Na sua ultima entrevista, concedida em 2013 no JORNAL DE LEIRIA, o antigo presidente de Câmara Lemos Proença, admitia que “houve erros” devido a factores como a “grande pressão na construção”, recordando ainda que “alguns críticos chegaram ao ponto de chamar o arquitecto Gonçalo Ribeiro Teles para se pronunciara sobre o urbanismo de Leiria, tendo ele afirmado que o que cá encontrara era normal”.
PDM deviam prever demolições
Em tempos e com ironia à mistura, Gonçalo Ribeiro Telles, um dos mestres da arquitectura paisagística no País, chegou a dizer que a solução para o caos urbanístico do Algarve seria um “vasto” plano de demolições.

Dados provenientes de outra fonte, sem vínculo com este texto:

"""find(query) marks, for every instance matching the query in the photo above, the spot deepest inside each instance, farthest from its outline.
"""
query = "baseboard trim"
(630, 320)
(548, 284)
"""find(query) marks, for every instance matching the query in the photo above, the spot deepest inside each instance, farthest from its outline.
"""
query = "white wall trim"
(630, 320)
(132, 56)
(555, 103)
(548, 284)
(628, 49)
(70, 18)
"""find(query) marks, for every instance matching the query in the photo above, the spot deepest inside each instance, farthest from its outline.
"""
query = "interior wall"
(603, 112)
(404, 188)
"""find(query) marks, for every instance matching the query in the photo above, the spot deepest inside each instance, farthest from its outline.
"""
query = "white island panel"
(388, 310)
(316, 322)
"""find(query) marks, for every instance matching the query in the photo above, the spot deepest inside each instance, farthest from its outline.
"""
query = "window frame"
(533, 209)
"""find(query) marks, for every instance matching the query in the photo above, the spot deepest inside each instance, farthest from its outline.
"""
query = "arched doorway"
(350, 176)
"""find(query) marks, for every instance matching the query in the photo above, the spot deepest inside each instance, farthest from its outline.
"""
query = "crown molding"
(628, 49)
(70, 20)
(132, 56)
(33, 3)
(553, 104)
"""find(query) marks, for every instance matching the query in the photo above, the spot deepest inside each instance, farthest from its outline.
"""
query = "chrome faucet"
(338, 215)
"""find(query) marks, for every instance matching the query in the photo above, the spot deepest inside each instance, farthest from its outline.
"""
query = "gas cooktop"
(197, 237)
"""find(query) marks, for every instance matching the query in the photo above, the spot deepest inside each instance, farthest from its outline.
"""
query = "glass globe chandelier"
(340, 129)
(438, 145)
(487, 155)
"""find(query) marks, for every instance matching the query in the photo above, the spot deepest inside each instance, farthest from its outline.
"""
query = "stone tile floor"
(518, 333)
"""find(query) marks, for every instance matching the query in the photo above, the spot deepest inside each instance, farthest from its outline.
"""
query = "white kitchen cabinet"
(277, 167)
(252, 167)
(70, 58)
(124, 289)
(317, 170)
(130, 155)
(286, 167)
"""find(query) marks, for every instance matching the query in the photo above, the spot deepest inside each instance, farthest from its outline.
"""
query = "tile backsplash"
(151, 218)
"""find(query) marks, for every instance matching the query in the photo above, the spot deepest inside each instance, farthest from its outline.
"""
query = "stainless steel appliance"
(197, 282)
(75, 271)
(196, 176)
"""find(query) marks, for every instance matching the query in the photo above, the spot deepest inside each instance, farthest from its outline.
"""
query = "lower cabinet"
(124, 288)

Rui Ribeiro, arquitecto de Leiria, não vai tão longe, mas admite que, no futuro, os PDM também irão prever demolições. “Será esse o caminho”, antevê.
Já em 2015, nas jornadas de ambiente e desenvolvimento da associação ambientalista Oikos, o arquitecto José Charters Monteiro defendia que qualquer PDM devia ter “uma criteriosa carta de demolição de edifícios”.
Nessa ocasião, o arquitecto (autor de um texto de opinião sobre ordenamento e urbanismo disponível no site do JORNAL DE LEIRIA), explicou que na carta de demolição deveriam constar imóveis “sem qualidade construtiva” ou que estejam “erradamente implantados em vales, encostas de inclinação não apropriada e com usos ou funções desadequadas ao local que ocupa”.
No seu entender, faria também sentido incluir nessa carta de demolição imóveis “isolados de uma continuidade urbana” ou que “subverterem a escala” da envolvente. “Qualquer edifício, por mais privado que seja, possui uma dimensão pública e, como tal, deve ser regulamentado”, afirmou o arquitecto, com ligações a Leiria.